Pascale Royer « La maison » et Sandrine Drappier-Ferry « L’atelier »

Il y a un mois, Arlette Mondon-Neycensas vous a proposé d’écrire à partir de « Quand tu écouteras cette chanson » de Lola Lafon, dans l’atelier ouvert de L’Inventoire. Parmi les 9 textes sélectionnés, voici celui de Pascale Royer et Sandrine Drappier-Ferry.
Pascale Royer

La maison

Quand mes beaux-parents achètent cette maison dans le village, seule ma belle-mère connaît l’histoire de ses habitants depuis un siècle. Elle a le souvenir très vif des personnes qui l’ont occupée. Régulièrement elle nous narre des épisodes et, le très grand âge venu, parle de la demeure comme d’une entité qui dépassera tous ses habitants.

Elle nécessite de nombreux travaux ; son charme est d’abord extérieur. Au cœur du village, c’est une maison de maître limousine aux belles proportions. Un hydrangea grimpant court sur sa façade que je retrouverai.

À l’intérieur, les pièces sont redistribuées, des aménagements effectués sans détériorer sa structure d’ensemble. Je me souviens des chambrées de l’étage avant travaux où j’ai séjourné un premier été. Les plafonds hauts aux peintures écaillées, les cheminées éventrées impressionnent mes jeunes enfants. À l’adolescence, ils se moqueront de l’aspect cosy des chambres refaites. Les murs abattus des petites pièces du rez-de-chaussée permettent nos grandes tablées d’alors. Elle devient la maison bruissant de vie des vacances à toutes les saisons entre frères et sœurs, cousins et cousines, petits et grands.

Les aînés sont enterrés depuis longtemps et les décès concernent aujourd’hui ma génération. Divorcée depuis deux décennies, je reviens dans cette maison pour accompagner au cimetière le père de mes enfants. Je la retrouve empreinte d’une rusticité et d’une force intergénérationnelle non démentie. Son immuabilité soutient ma peine.

 

Sandrine Drappier-Ferry

L’atelier

Dans la cour, le figuier regorge de gros fruits violets. Ils en ont tant mangé, Alan et elle. Détachant les fruits à même la branche avant de croquer dedans avec gourmandise.

Léna entre dans l’atelier. Elle se hâte d’ouvrir les volets. La pièce est désormais totalement vide. Plus aucune trace du chevalet posé en plein centre du lieu, ni du lit imposant au fond. Plus de toiles appuyées contre les murs couverts de salpêtre. Dessus, d’anciennes traces de peintures. Traits nerveux déposés là, rageusement, par l’artiste quand il ne parvenait pas à exprimer son art.

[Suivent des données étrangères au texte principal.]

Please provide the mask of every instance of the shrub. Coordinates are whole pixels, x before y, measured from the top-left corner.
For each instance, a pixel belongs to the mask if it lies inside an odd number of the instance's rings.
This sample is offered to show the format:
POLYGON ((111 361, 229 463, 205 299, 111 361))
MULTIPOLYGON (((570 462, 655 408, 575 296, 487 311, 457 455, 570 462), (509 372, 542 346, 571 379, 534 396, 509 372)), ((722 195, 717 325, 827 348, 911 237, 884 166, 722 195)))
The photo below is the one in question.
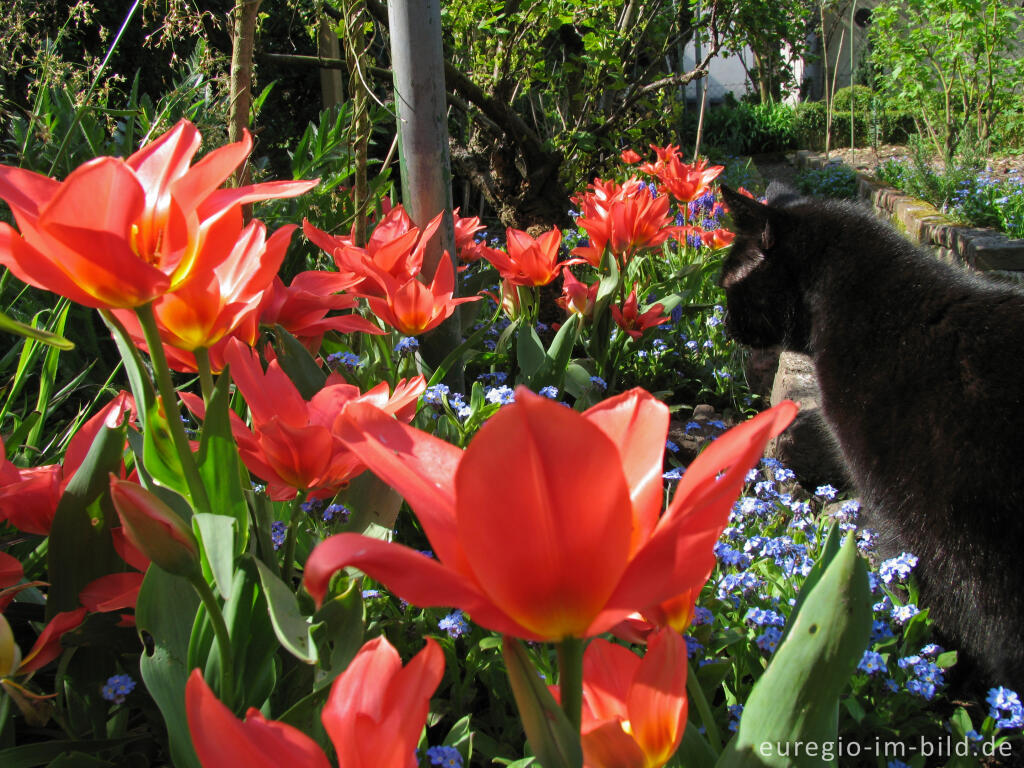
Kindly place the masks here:
POLYGON ((871 109, 873 94, 866 85, 850 85, 840 88, 833 97, 833 109, 836 112, 850 112, 853 104, 857 112, 867 112, 871 109))
MULTIPOLYGON (((856 112, 853 115, 854 138, 861 146, 902 144, 913 132, 913 118, 908 113, 890 110, 856 112)), ((823 150, 827 116, 823 101, 806 101, 797 108, 795 133, 799 144, 809 150, 823 150)), ((830 146, 850 145, 850 113, 833 114, 830 146)))
POLYGON ((857 172, 843 163, 804 171, 797 176, 797 187, 805 195, 853 200, 857 197, 857 172))
MULTIPOLYGON (((692 128, 696 127, 692 117, 692 128)), ((731 155, 782 152, 797 146, 796 111, 790 104, 717 106, 705 114, 705 142, 731 155)))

Léna caresse le mur avec nostalgie. Revoyant le peintre. Usant de ses doigts, méticuleusement, pour rectifier un détail, gratter une coulée de gouache. Estomper l’épaisseur d’un trait.

Il lui semble encore sentir les odeurs. Celle, de muscade, de la térébenthine. Celles d’huile de lin et de pigments. Les effluves du café italien qu’Alan buvait à longueur de journée et de nuit. Celle, âpre, de leurs corps après l’amour aussi. Les souvenirs l’entêtent. La tête lui tourne. Léna s’appuie contre le mur.

Il reste, en souvenir d’eux, ce rayon de soleil qui entrait par la fenêtre cassée au petit matin et qui faisait des arabesques sur leurs corps nus.

Tout à l’heure, Léna retrouvera son peintre. Il l’avait congédiée, vingt-deux ans plus tôt, en apprenant qu’il devenait sénile. Elle ira se recueillir sur sa tombe pour la première fois, y déposer un bouquet de violettes. Juste avant de partir, Léna cueille deux figues à même l’arbre.